Share a Conversation with the Head of Claude Code

About Verification, Quality, Team, Planning and the Loneliness of Engineers

Today, I listened to a podcast. The guest was Fiona Fung, the person in charge of the Anthropic Claude Code and Cowork teams.

Most people are still arguing about "whether AI can write code" and "whether it will replace engineers." This lady directly skipped these questions and talked about what comes after that.

Fiona has been an engineer for 25 years and has experienced several moments of "everything has changed." Because she survived the previous rounds, her judgment on this wave of AI is on a completely different level from that of a junior engineer who has only been in the industry for two years.

Since the content is long and a bit scattered, I reorganized it after understanding it. At the beginning of the podcast, she put forward a view: Coding is no longer the bottleneck.

A piece of data:

On average, Anthropic engineers deliver eight times as much code per quarter as they did between 2021 and 2025. The trend in the chart is stable, stable, stable, and then it shoots up in a straight line.

The explosion in code volume is just the surface. What really interests her is another thing: The people submitting code have changed.

In the Claude Code team, designers are submitting code, product managers are submitting code, and almost everyone is checking in code.

In the past, "writing code" was an exclusive action of engineers. Now it has become a basic cross - role ability, as common as sending an email.

Fiona's exact words:

The question becomes, where has the bottleneck shifted?

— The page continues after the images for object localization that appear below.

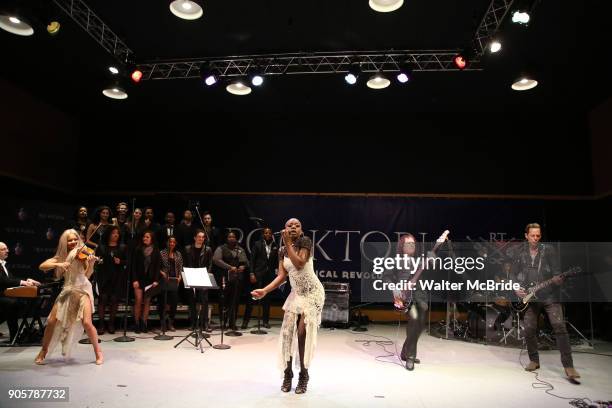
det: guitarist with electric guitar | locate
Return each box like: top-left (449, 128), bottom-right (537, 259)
top-left (392, 230), bottom-right (450, 371)
top-left (512, 223), bottom-right (580, 381)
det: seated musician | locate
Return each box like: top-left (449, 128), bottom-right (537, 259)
top-left (0, 242), bottom-right (40, 343)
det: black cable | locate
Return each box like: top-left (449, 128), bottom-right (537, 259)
top-left (518, 346), bottom-right (593, 407)
top-left (350, 311), bottom-right (406, 368)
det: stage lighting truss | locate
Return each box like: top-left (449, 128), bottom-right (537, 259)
top-left (51, 0), bottom-right (133, 62)
top-left (138, 51), bottom-right (481, 81)
top-left (52, 0), bottom-right (515, 82)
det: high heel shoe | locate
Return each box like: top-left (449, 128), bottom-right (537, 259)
top-left (405, 357), bottom-right (415, 371)
top-left (34, 349), bottom-right (47, 365)
top-left (95, 350), bottom-right (104, 365)
top-left (281, 368), bottom-right (293, 392)
top-left (295, 370), bottom-right (309, 394)
top-left (142, 320), bottom-right (149, 333)
top-left (134, 319), bottom-right (141, 334)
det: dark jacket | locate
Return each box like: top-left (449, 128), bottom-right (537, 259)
top-left (183, 245), bottom-right (213, 271)
top-left (130, 245), bottom-right (161, 287)
top-left (250, 239), bottom-right (278, 283)
top-left (0, 263), bottom-right (21, 293)
top-left (512, 242), bottom-right (560, 302)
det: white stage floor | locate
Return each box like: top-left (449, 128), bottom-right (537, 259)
top-left (1, 322), bottom-right (611, 408)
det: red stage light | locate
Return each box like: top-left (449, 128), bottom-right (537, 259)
top-left (131, 69), bottom-right (143, 83)
top-left (453, 55), bottom-right (467, 70)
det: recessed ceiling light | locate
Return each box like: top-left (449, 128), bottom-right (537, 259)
top-left (511, 77), bottom-right (538, 91)
top-left (0, 14), bottom-right (34, 36)
top-left (226, 80), bottom-right (252, 95)
top-left (369, 0), bottom-right (404, 13)
top-left (170, 0), bottom-right (203, 20)
top-left (366, 73), bottom-right (390, 89)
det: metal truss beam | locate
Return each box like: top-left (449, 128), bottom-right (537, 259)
top-left (138, 51), bottom-right (482, 81)
top-left (472, 0), bottom-right (516, 55)
top-left (52, 0), bottom-right (133, 62)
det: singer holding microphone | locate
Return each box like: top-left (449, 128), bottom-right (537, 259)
top-left (251, 218), bottom-right (324, 395)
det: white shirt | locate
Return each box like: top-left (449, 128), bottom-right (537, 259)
top-left (0, 259), bottom-right (8, 277)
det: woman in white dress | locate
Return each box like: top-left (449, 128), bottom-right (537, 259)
top-left (251, 218), bottom-right (324, 394)
top-left (34, 229), bottom-right (103, 365)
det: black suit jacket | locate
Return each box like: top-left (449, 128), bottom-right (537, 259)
top-left (159, 224), bottom-right (178, 249)
top-left (250, 240), bottom-right (279, 283)
top-left (0, 263), bottom-right (21, 293)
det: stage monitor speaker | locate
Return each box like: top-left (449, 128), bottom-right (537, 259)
top-left (322, 282), bottom-right (349, 326)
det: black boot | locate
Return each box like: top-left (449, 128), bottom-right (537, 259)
top-left (295, 370), bottom-right (309, 394)
top-left (281, 359), bottom-right (293, 392)
top-left (142, 319), bottom-right (149, 333)
top-left (134, 318), bottom-right (141, 334)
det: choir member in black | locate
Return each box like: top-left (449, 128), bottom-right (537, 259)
top-left (176, 209), bottom-right (197, 249)
top-left (213, 231), bottom-right (249, 331)
top-left (159, 236), bottom-right (183, 332)
top-left (183, 230), bottom-right (213, 331)
top-left (159, 211), bottom-right (177, 250)
top-left (0, 242), bottom-right (40, 343)
top-left (94, 226), bottom-right (127, 334)
top-left (86, 206), bottom-right (112, 248)
top-left (126, 208), bottom-right (146, 246)
top-left (143, 207), bottom-right (161, 240)
top-left (392, 234), bottom-right (428, 371)
top-left (130, 231), bottom-right (161, 333)
top-left (73, 206), bottom-right (91, 241)
top-left (114, 202), bottom-right (130, 244)
top-left (242, 227), bottom-right (278, 329)
top-left (202, 211), bottom-right (222, 250)
top-left (513, 223), bottom-right (580, 380)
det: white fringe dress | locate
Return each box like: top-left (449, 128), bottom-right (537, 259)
top-left (278, 237), bottom-right (325, 371)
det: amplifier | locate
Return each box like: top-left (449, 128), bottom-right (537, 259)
top-left (322, 281), bottom-right (350, 325)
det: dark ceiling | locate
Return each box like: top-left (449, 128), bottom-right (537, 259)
top-left (1, 0), bottom-right (610, 116)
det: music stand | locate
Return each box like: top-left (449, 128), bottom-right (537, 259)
top-left (174, 268), bottom-right (217, 353)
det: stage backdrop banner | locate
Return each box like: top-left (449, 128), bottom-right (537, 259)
top-left (187, 194), bottom-right (547, 300)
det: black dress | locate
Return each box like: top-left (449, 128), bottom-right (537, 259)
top-left (95, 244), bottom-right (127, 299)
top-left (130, 245), bottom-right (161, 291)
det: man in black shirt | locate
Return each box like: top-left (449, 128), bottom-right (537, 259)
top-left (159, 211), bottom-right (177, 249)
top-left (513, 223), bottom-right (579, 380)
top-left (176, 209), bottom-right (197, 249)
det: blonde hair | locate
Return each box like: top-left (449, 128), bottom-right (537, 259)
top-left (525, 223), bottom-right (541, 233)
top-left (54, 229), bottom-right (82, 260)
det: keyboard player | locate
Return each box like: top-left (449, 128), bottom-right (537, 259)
top-left (0, 242), bottom-right (40, 343)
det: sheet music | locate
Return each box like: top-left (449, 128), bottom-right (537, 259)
top-left (182, 267), bottom-right (213, 288)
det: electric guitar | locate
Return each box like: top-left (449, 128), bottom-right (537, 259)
top-left (516, 266), bottom-right (581, 312)
top-left (394, 230), bottom-right (450, 313)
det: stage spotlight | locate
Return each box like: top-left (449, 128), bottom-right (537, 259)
top-left (453, 53), bottom-right (468, 70)
top-left (344, 66), bottom-right (360, 85)
top-left (103, 83), bottom-right (128, 100)
top-left (511, 76), bottom-right (538, 91)
top-left (396, 64), bottom-right (412, 84)
top-left (46, 20), bottom-right (60, 35)
top-left (226, 79), bottom-right (252, 95)
top-left (369, 0), bottom-right (404, 13)
top-left (170, 0), bottom-right (203, 20)
top-left (200, 65), bottom-right (218, 86)
top-left (489, 40), bottom-right (502, 53)
top-left (249, 69), bottom-right (264, 87)
top-left (108, 66), bottom-right (119, 75)
top-left (0, 14), bottom-right (34, 36)
top-left (512, 10), bottom-right (530, 24)
top-left (366, 73), bottom-right (390, 89)
top-left (130, 69), bottom-right (143, 83)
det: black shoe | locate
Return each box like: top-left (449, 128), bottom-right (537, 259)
top-left (405, 357), bottom-right (415, 371)
top-left (142, 320), bottom-right (148, 333)
top-left (134, 320), bottom-right (141, 334)
top-left (414, 358), bottom-right (420, 364)
top-left (230, 325), bottom-right (239, 331)
top-left (281, 368), bottom-right (293, 392)
top-left (240, 323), bottom-right (248, 330)
top-left (295, 370), bottom-right (309, 394)
top-left (263, 323), bottom-right (271, 329)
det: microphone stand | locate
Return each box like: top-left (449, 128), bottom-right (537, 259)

Not only are more people submitting code, but they also come from different disciplines, and the throughput has become very high. So how do we verify? How do we confirm that the things generated at high speed are correct and of good quality?

This is a very subtle shift.

In the past, the core constraint of engineering teams was called "engineering bandwidth." Writing code was expensive, and time was scarce. Therefore, people made a lot of plans around this constraint to ensure that limited engineering resources were spent on the most worthwhile things.

Now this constraint has disappeared. Code can be generated cheaply and quickly.

But the constraint hasn't really disappeared. It has just changed its position and shifted to relatively secondary links in the past, such as verification, review, and quality assurance.

Comparing it with her experience at Microsoft makes it very clear:

In the era of Visual Studio, software was burned on CDs, and the deadline was truly non - postponable: The software had to be sent for pressing, boxing, and shelving. Engineering time was extremely precious, and team planning had to be optimized to the extreme.

Later, with online releases, the delivery method changed once. Today, with AI significantly accelerating the coding process, it has changed again.

The patterns of these three rounds are actually the same: The old bottleneck is broken through, and a new bottleneck emerges.

Lenny told a story during the conversation. He knows an engineer who, in the past, when hearing a functional requirement, would first think, "It's too difficult, too complicated. I can't do it."

Now his reaction has completely changed: "This can definitely be done. Just let Claude Code handle it."

Fiona also told a similar story. There is an engineer on her team who didn't work on mobile applications before. A function needed to be extended to the mobile end. In the past, this would have been a dead - end because he wasn't an Android expert. Now, with Claude as a partner, he can make progress even in unfamiliar technical fields.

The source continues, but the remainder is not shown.